The avoidance of death has even spurred an entire industry in the US, explains Brandeis University anthropologist Anita Hannig. “In the United States, the end of life has become so medicalized that death is often viewed as a failure, rather than as an expected stage of life,” writes Hannig in a 2017 essay. “That death has become something many Americans avoid and abhor—an enemy to be defeated—is evident elsewhere, too. Just look at the plethora of contemporary fantasies of immortality, which range from anti-aging creams to efforts to download a person’s brain so he or she can continue to live virtually, to cryonics, the practice of freezing and storing bodies or body parts in the hope that future scientists will thaw them and bring them back to life.”

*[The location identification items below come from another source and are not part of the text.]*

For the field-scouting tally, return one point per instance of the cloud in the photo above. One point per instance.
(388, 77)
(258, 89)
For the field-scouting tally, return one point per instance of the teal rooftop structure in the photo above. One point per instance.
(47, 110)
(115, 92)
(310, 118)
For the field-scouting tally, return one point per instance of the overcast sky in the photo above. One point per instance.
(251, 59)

Wolfe, who is a musician, conceived of Reimagine’s format after playing bedside concerts for a close friend who was dying. “You could really see the true power of art and its ability to create a respite,” he says.
Buoyed by the interest in Reimagine’s event in New York City and its success in San Francisco, where about 10,000 people flocked to death-themed programming, Wolfe hopes the spirt of his alternative Halloween will spread. “Our goal is to spark a social movement around this across the country,” he says.
Talking about death isn’t just for the terminally ill. Meditating on what may sound like a macabre topic can actually make one live more purposefully now, Wolfe says: “It sounds esoteric, but when you visit a graveyard or go to these events, you start reflecting on what it means to be alive.”